If you go back to the lecture video - Cost function formula, Prof, did mention about that, and he said he would explain it later on. If you think of cost as an indication of how well the model is finding the values for parameters W and b, weights and bias, then it is the downward trend that matters more than just the pure value.
Adding to @Kic clear answer, I would include that using 1/n or 1/2n is valid and a choice you can make. This is a term that will basically scale the cost to the number of samples.
The important thing is to be consistent across the entire model. If you pick 1/n or 1/2n, make sure you are consistent with your choice.
As Kin and Juan have explained, which constant factor you choose doesn’t really matter in terms of the final solution you get: if you minimize E, you have also minimized \frac{1}{2}E and the other way around.
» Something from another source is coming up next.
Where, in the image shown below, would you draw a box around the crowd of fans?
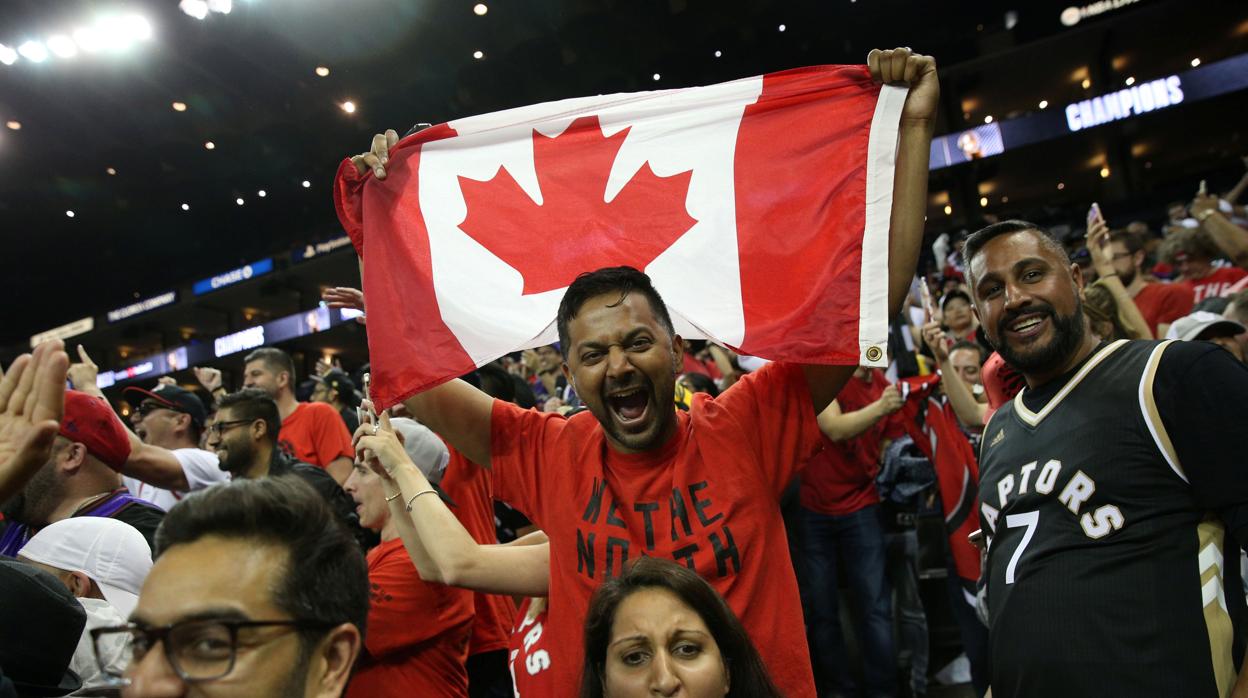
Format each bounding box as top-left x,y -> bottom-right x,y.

The one other thing it might be worth mentioning is why a lot of people prefer to add the factor of \frac{1}{2} here: the very next step will be to take the derivative of E in order to compute the gradients for back propagation. Notice that the error terms are squared there, so taking the derivative will give you a factor of 2, right? If we have:
f(x) = x^2
Then
f'(x) = 2x
So the \frac {1}{2} will cancel that and just make the formulas for the gradients a bit simpler and cleaner. As mentioned above, it gives the same final answer either way, so why not optimize for the simpler gradient formulas? Those are what we actually use in terms of writing the code.